Monthly Archives: July 2012

Mexican Protein Brownies

Well, you can tell I’m pulling out all the stops on the food styling, hey?  😛

Hopefully, you can forgive my lack of imagination in that department as I’ve been working on various chocolate protein brownie recipes to suit various tastes.  The last post was all about rich, decadent brownies because we all know that fats can be our friends too.  Plus it was fabulous if, like me, you happen to suffer from food intolerances or like your treats with fewer carbs.

This recipe isn’t so great if you have a fructose intolerance, although I find that these brownies don’t affect me at all as the fructose load in a small serving isn’t enough to cause a reaction.  You be the judge of your own sensitivity as it varies from person to person.  It is great if you’re feeling a bit fat phobic or want to leave your fat intake to salad dressings or cooking your main meals.

These brownies have much less fat but are no less fudgy in texture and intensely chocolate in flavour.  They are sweetened purely with a fabulous blend of fruit and given a little bite from the addition of cinnamon and ground cayenne.  If I had any ground Habanero to hand, I would have used that, but I’m all out so I used cayenne.  How much chilli you add is really up to you.   I used one half teaspoon, double the amount in the recipe, but I love my chilli!

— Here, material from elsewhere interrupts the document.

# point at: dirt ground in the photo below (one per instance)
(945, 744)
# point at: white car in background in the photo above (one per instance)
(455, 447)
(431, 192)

I used Lindt Excellence 99% chocolate this time.  I would normally use one of my hard to find and crazy expensive 100% cacao chocolates but thought I should test these with a readily available chocolate.  Fabulous.  Use any 100% or 99% cacao chocolate of your choosing.

These are still gluten and lactose (dairy) free.  At 204 kCals per serve, with 14.5 grams of protein, these are one delicious brownie post workout snack.   Hell, if you decide to polish off one-quarter of the lot in one go, you’d be up for 305.5 kCals, 21.75g protein, 30g carbs, 11g fat, and 4g dietary fibre.  For the win.

You are welcome ♥

Enjoy!

Makes 6 large or 12 small brownies

Ingredients
120 grams (about 6) fresh medjool dates, pitted
110 grams Heinz Pear & Banana 100% Fruit*
315 grams liquid egg whites
40 grams pea protein isolate (I used Professional Whey Pea Protein Isolate)
20 grams unsweetened cacao (I used Valrhona Cacao Poudre)
1 teaspoon organic vanilla powder or paste (I used Professional Whey Vanilla)
15 millilitres (1 tablespoon) macadamia nut oil
1 teaspoon ground cinnamon
1/4 teaspoon ground cayenne (or preferred ground chilli)
1/8 teaspoon sea salt
50 grams 99% – 100% dark chocolate, broken into small pieces (I used Lindt Excellence 99%)

*Normally, I would purée my own fresh fruit.  However, you don’t always have fruit that is ripe and flavourful enough handy when the brownie craving strikes.  These 100% fruit purées are perfect to keep in the pantry when you want to bake these on a whim and you’ll never be caught short.  I like using pear and banana as I think the flavour and creaminess it adds is just perfect.  However, if you have a preference for apple, pear, whatever, go for it.  The flavour will vary, of course.

Directions
Preheat the oven to 180℃.  Line the base and sides of a 20 centimetre square pan with non-stick baking paper.  Set aside.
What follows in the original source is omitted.